President Biden won Michigan’s Democratic primary election on Tuesday but faced opposition over his support for Israel as it wages war in Gaza, with a substantial number of voters casting ballots for “uncommitted” as part of a protest movement against him.
Former President Donald J. Trump was also victorious in the Republican primary, coasting past former governor Nikki Haley of South Carolina to continue his undefeated primary streak. Final polls closed at 9pm.
The results demonstrated how both Biden and Trump are confronting enduring weakness within their parties, with meaningful numbers of Democrats and Republicans voting against them even as they race toward a
November rematch.
In the Democratic primary, Biden faced his most significant challenge not from another candidate but from Arab American voters, progressives and young people protesting his support for Israel by choosing the “uncommitted” option on their ballots.
Early results showed that “uncommitted” had already received far more support than the roughly 11,000 votes by which Trump defeated Hillary Clinton in Michigan’s 2016 general election — the initial goal publicly set by the protest campaign’s organisers. Biden beat Trump by about 150,000 votes in Michigan in 2020.
By early Wednesday, more than 95,000 voters had chosen “uncommitted”, with nearly 85 per cent of the vote tallied — a figure that showed just how motivated left-leaning Michiganders were to register their disapproval toward Biden.
About 20,000 Democrats voted “uncommitted” in each of the last three Michigan Democratic presidential primaries.
Democrats will pay particular attention to the results in Ann Arbor, a college town where “uncommitted” was receiving nearly a third of the vote. While no battleground state has an Arab American community as large as Michigan’s, several have sizable numbers of student voters, from whom Biden will need a strong turnout to win
in November.
“I want to thank every Michigander who made their voice heard today,” Biden said in a statement that did not mention the “uncommitted” vote or the organised protest of his Gaza policy. “Exercising the right to vote and participating in our democracy is what makes America great.”
Organisers of the “uncommitted” effort were quick to claim victory, even if their overall share of the vote, 14 per cent as of early Wednesday, did not represent an overwhelming symbolic triumph against Biden, who had 80 per cent of the vote.

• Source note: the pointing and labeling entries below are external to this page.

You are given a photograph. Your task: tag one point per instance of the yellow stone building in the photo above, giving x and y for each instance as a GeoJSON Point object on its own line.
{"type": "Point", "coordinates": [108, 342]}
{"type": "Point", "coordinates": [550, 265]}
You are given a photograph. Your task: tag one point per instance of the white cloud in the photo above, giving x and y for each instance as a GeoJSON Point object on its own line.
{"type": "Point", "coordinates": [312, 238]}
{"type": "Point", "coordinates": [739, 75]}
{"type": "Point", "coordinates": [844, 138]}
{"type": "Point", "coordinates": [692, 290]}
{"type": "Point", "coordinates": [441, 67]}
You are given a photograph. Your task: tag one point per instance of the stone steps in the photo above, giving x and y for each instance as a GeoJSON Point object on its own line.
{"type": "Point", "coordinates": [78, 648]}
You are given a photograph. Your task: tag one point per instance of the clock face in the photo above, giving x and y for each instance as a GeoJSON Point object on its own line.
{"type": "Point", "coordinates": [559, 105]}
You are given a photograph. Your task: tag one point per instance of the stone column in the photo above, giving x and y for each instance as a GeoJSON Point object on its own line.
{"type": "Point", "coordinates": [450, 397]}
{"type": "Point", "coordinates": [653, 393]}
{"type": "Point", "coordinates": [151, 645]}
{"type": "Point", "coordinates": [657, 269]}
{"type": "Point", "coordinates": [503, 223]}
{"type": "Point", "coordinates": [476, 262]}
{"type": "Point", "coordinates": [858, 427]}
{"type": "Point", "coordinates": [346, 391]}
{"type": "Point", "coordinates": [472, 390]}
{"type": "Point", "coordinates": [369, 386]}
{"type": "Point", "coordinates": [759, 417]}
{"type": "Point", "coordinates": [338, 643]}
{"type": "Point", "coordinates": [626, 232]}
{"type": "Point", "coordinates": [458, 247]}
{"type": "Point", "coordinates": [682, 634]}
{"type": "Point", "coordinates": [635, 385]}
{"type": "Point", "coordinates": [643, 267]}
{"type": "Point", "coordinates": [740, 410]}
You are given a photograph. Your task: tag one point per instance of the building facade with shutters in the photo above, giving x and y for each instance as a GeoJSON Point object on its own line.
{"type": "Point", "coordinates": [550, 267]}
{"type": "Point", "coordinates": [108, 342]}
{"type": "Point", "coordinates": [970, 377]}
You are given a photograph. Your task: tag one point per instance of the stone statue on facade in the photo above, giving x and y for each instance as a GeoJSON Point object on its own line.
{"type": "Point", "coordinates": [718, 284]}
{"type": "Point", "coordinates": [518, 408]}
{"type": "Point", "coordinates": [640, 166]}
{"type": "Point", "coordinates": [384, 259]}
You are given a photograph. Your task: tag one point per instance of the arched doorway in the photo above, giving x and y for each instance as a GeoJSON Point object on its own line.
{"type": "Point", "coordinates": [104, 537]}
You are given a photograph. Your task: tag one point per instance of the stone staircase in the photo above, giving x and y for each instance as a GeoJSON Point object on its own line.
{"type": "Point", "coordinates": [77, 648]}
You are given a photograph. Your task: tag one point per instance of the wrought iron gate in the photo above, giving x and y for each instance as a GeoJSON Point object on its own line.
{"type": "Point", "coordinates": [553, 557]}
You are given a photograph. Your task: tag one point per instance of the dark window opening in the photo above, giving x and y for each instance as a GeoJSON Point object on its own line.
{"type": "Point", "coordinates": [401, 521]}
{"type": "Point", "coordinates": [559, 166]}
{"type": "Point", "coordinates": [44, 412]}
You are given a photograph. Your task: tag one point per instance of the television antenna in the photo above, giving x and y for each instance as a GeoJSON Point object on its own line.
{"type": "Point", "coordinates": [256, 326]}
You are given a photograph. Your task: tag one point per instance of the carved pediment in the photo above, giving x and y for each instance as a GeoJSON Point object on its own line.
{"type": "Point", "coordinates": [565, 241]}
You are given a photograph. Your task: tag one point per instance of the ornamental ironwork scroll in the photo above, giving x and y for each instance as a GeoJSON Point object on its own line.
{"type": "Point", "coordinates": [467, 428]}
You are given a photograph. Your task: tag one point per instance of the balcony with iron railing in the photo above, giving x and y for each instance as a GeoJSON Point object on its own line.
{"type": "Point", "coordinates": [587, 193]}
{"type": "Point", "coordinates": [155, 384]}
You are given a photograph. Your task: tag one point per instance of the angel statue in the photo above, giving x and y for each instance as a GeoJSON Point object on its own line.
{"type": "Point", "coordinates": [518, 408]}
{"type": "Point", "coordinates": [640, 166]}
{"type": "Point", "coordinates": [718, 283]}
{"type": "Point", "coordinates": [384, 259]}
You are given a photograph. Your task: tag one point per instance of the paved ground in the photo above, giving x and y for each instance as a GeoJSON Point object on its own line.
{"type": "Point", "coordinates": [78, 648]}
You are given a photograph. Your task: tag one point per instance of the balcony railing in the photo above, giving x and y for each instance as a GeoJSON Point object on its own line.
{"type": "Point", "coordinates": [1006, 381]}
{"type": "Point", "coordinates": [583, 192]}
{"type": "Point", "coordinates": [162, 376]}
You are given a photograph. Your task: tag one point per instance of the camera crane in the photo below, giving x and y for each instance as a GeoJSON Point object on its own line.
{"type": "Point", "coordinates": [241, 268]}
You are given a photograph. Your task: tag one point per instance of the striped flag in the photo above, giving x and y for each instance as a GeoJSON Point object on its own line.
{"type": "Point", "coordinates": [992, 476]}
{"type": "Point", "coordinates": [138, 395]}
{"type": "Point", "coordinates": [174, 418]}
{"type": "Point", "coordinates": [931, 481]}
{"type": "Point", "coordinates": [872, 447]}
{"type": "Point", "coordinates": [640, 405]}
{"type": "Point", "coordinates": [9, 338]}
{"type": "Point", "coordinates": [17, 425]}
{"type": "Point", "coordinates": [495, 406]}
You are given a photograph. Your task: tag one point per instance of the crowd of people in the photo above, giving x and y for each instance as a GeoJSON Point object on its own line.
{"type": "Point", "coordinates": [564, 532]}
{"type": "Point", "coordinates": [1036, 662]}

Layla Elabed — the campaign manager for Listen to Michigan, the group behind the protest vote — told supporters at a primary night watch party that they had sent a clear message to Biden that “Palestinian life is valuable and we demand a permanent cease-fire now”.
The movement aimed to warn Biden that he must change his stance on Gaza or face repercussions in November. The threat was most urgent in Michigan, which was vital to Biden’s 2020 victory and has lately tilted toward Trump in polls, but risked reverberating across the country.
Michigan — thanks to its large Arab American population, college campuses and early primary date — became the electoral focal point of wider Democratic unease with Biden’s support for Israel’s offensive in Gaza, which local health authorities say has killed over 29,000 Palestinians. Some of his allies feared that if the movement registered serious disapproval against him, it could have lasting effects into the general election, especially if Biden held firm to his position on the conflict.
“It’s not just the Arab American and Muslim community,” Representative Debbie Dingell of Michigan, a Democrat whose district includes Ann Arbor, said.